Three weeks later on December 18th 1920, the Gazette was able to announce that "The attempt to inaugurate a Football Club for Witheridge has proved successful. A meeting was held in the Church Room when it was decided to enrol members and elect officers. The Rev M W Melrose was elected President, and a number of Vice Presidents were nominated. Mr Stanley Leach was appointed Secretary, and Mr Gunn Treasurer, Mr Gilbert Maunder was elected temporary Captain, and Messrs F Leach, S Selley, W Baker, Edworthy and J Churchill were chosen to constitute the Committee.

Until the Witheridge Recreation Ground became available in 1976, the club had to rely on the generosity of local farmers for a pitch. Venue's over the years included fields on Cannington and Chapners farms, fields on either side of the village belonging to Maunders, a field down Muxey Lane, and another further down near Yeo Woods. There was also "Way's Field", which is now the Parish Hall Field, and there may have others. The grass was cut at the discretion of the farmer, a roller was seldom, if ever, used, and cattle and sheep were not kept out just because there might be a match on Saturday. Footballers would take their shirts home to be washed, and shirts soaked with cowpat were not popular. These early matches were hardly ever postponed for wet conditions, and on occasions it sometimes took three or four kicks to get a ball out of a deep puddle.

Referees then were far more lenient with regard to the laws of the game; bookings and sending off were almost unheard of. Linesmen were non existent, which was just as well as the lines were marked out by dribbling sawdust through the fingers. At the start the club did not run to crossbars, and in the 1920s, a six year old Les Bourne would be hoisted up to attach a rope to the top of an upright and across to the top of the other. By the time Bill Cox started , around 1930, they had crossbars.

The club provided shirts, Winston Maunder said they started with red and white, but this was soon changed to blue, which they stuck to for many years. Not all the players had boots, but those who didn't, played in their hob nailed working boots, and those without shorts played in long trousers. Shin pads were rolled-up magazines or newspapers, and the ball was heavy stitched leather, although Ray Grant recalls that Archie Rowcliffe (remembered as a hard man at centre half) could still kick a ball from one end of the pitch to the other.

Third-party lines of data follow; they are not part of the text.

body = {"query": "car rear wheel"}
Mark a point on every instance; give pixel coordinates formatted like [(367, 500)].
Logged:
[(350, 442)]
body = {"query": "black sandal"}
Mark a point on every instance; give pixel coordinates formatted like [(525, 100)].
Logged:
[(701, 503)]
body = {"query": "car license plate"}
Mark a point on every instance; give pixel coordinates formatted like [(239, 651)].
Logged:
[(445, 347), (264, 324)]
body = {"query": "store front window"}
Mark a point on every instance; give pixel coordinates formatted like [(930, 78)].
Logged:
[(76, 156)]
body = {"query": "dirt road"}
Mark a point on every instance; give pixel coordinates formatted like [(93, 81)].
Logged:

Until the 1939/45 war the Club was in the North Devon League, playing teams like Swimbridge, Filleigh, Chumleigh, Chawleigh, Rackenford and Anstey. During one match at Anstey the hunt appeared and the referee stopped the game so that all could have a good view of hounds and riders. There was also the occasional match against Drayford United (down the road from Witheridge) in the river bottoms by the Little Dart River. Four families provided most of the Drayford players, Gards, Stonemans, Venners and Woollacotts.

The fact that Witheridge had a team sparked off great enthusiasm amongst the youngsters. Les Bourne recalls that the boys were allowed to join in the pre match kick about on condition that they acted as ball boys during the match. If they were slow at this they were sent home. Apart from match days they would play anywhere with pickup sides and folded jackets for goals. If they were lucky they'd have an old leather ball that the club had finished with; when it became unstitched, Joe Churchill, the saddler in the Pound House, would sew it up for them. Bert Knight had a ball for his sons, and he allowed the lads to borrow, but, if all else failed they would go to Reg Rodd, the butcher, for a pig's bladder which they could blow up and tie with string. The Square and Market Field were favourite places until the end of the twenties, when the Witheridge and Thelbridge playing field opened at the top of the village, and here they would play until it was dark.